Question

In a car race on straight road, car $\text{A}$ takes time $t$ less than car $\text{B}$ at the finish and passes finishing point with a speed $v$ more than that of car $\text{B}$. Both the cars start from rest and travel with constant acceleration $\alpha$ and $\beta$ respectively.
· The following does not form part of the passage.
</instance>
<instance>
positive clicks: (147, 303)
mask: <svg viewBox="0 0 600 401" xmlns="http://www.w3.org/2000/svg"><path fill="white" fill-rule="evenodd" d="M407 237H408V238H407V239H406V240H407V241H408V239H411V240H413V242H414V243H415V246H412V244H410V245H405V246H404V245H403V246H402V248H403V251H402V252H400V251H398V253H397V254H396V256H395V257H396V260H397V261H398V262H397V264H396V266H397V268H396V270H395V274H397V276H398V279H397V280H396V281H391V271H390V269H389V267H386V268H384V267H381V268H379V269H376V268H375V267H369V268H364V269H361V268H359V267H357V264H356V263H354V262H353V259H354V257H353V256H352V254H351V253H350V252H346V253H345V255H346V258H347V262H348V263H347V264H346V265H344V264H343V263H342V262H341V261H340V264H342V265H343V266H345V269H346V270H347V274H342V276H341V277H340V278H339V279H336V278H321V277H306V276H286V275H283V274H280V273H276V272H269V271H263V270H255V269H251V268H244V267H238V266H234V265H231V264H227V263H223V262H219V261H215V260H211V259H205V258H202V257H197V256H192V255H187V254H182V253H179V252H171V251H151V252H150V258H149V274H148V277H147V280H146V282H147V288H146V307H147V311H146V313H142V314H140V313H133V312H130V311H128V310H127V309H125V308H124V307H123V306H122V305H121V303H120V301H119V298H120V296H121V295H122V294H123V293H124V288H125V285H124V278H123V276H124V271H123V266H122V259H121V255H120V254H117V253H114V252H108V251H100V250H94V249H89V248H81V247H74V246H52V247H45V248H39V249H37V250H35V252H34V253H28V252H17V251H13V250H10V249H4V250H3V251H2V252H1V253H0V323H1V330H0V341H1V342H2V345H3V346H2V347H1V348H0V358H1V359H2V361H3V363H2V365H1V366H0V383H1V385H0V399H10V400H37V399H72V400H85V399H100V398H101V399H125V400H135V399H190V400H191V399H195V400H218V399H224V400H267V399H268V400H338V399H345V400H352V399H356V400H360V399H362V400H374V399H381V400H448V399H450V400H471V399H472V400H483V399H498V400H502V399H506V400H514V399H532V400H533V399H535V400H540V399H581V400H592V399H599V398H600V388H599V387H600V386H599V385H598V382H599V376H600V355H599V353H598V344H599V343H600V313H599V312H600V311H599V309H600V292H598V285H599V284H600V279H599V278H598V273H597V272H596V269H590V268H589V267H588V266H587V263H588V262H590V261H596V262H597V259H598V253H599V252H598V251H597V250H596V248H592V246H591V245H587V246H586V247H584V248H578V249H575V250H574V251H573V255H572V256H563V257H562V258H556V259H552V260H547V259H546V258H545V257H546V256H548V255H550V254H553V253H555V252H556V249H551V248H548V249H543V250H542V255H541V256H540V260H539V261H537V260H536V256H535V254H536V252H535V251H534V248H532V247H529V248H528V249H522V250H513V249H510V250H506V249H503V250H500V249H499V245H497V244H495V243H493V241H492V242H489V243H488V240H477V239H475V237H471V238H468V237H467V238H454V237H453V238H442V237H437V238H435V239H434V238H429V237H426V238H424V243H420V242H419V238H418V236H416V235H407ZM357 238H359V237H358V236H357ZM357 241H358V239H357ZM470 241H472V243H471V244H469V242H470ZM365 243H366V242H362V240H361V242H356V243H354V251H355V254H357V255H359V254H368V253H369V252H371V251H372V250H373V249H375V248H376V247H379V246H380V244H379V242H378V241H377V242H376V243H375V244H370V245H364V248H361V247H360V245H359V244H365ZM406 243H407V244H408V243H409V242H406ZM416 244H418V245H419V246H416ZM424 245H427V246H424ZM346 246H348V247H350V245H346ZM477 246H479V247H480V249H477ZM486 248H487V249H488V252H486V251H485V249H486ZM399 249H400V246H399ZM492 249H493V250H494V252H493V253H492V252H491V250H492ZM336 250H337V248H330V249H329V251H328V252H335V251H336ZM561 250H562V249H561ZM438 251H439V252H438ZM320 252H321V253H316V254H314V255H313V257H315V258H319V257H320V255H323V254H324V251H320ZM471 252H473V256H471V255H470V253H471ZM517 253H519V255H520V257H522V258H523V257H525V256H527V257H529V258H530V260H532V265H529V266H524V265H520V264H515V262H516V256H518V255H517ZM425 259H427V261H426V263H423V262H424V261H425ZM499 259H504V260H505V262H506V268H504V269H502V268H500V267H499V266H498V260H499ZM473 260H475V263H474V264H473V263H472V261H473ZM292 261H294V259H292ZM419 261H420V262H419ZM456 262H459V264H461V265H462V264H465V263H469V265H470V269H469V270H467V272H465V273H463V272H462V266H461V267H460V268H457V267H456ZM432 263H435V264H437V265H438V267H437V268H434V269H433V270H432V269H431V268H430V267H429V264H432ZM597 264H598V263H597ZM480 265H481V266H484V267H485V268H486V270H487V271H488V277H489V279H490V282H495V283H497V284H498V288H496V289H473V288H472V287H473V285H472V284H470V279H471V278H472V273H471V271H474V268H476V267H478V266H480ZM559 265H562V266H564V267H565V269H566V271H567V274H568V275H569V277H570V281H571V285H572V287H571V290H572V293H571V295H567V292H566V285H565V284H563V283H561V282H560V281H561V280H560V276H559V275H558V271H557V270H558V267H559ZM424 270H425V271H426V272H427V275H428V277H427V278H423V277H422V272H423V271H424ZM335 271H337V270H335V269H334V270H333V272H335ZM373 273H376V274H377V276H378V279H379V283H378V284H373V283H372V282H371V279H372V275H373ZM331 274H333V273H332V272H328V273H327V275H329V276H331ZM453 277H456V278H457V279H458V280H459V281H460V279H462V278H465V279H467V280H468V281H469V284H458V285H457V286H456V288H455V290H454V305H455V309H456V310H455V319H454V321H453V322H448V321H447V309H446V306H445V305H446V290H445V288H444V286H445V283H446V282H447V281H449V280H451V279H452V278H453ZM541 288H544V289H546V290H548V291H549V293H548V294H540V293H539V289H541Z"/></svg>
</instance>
Then $v$ is equal

• A. $\left(\sqrt{2\alpha \beta }\right)t$
  
• B. $\left(\sqrt{\alpha \beta }\right)t$
  
• C. $\left(\frac{\alpha +\beta }{2}\right)t$
• D. $\left(\frac{2\alpha +\beta }{\alpha +\beta }\right)t$

Answer 1

The correct option is B $\left(\sqrt{\alpha \beta }\right)t$


Let, the velocity of car $\text{A}$ and $\text{B}$ are $v_A$ and $v_B$ respectively at the finish point.
So,
$v_A=v_B+v$

Let, time taken by car $\text{A}$ and $\text{B}$ are $t_A$ and $t_B$ respectively to finish the race. So,
$t_B=t_A+t$

For car $\text{A}:$
Initial speed, $u=0$
Acceleration, $a_A=\alpha$
Distance travelled,
$S=u{t}_A+\frac{1}{2}{a}_A{t_A}^2$

$=0+\frac{1}{2}\alpha (t_B-t{)}^2$

$(t_B-t)=\sqrt{\frac{2S}{\alpha }}....\left(1\right)$

For car $\text{B}:$

Initial speed, $u=0$
Acceleration, $a_B=\beta$
Distance travelled,
$S=u{t}_B+\frac{1}{2}{a}_B{t_B}^2$

$S=0+\frac{1}{2}\beta t{{}_B}^2$

$t_B=\sqrt{\frac{2S}{\beta }}....\left(2\right)$

Subtracting equation $\left(2\right)$ from $\left(1\right)$ gives,
$t=\sqrt{\frac{2S}{\beta }}-\sqrt{\frac{2S}{\alpha }}$

$\Rightarrow t=\sqrt{2S}[\frac{1}{\sqrt{\beta }}-\frac{1}{\sqrt{\alpha }}]....\left(3\right)$

Now using,

$v{{}_A}^2-u^2=2\alpha S$
$\Rightarrow v_A=\sqrt{2\alpha S}....\left(4\right)$


$v{{}_B}^2-u^2=2S\beta$
$\Rightarrow v_B=\sqrt{2\beta S}....\left(5\right)$

From $\left(4\right)$ and $\left(5\right)$,

$v_A-v_B=\sqrt{2\alpha S}-\sqrt{2\beta S}$
$\Rightarrow v_B+v-v_B=\sqrt{2S}[\sqrt{\alpha }-\sqrt{\beta }]$
$\Rightarrow v=\sqrt{2S}[\sqrt{\alpha }-\sqrt{\beta }]....\left(6\right)$

From equation $\left(3\right)$ and $\left(6\right)$,
$\frac{v}{t}=\frac{\sqrt{2S}[\sqrt{\alpha }-\sqrt{\beta }]}{\sqrt{2S}[\frac{1}{\sqrt{\beta }}-\frac{1}{\sqrt{\alpha }}]}$

$\Rightarrow v=\frac{(\sqrt{\alpha }-\sqrt{\beta })\sqrt{\alpha \beta }}{(\sqrt{\alpha }-\sqrt{\beta })}t$

$\Rightarrow v=\left(\sqrt{\alpha \beta }\right)t$

Hence, option (b) is the correct answer.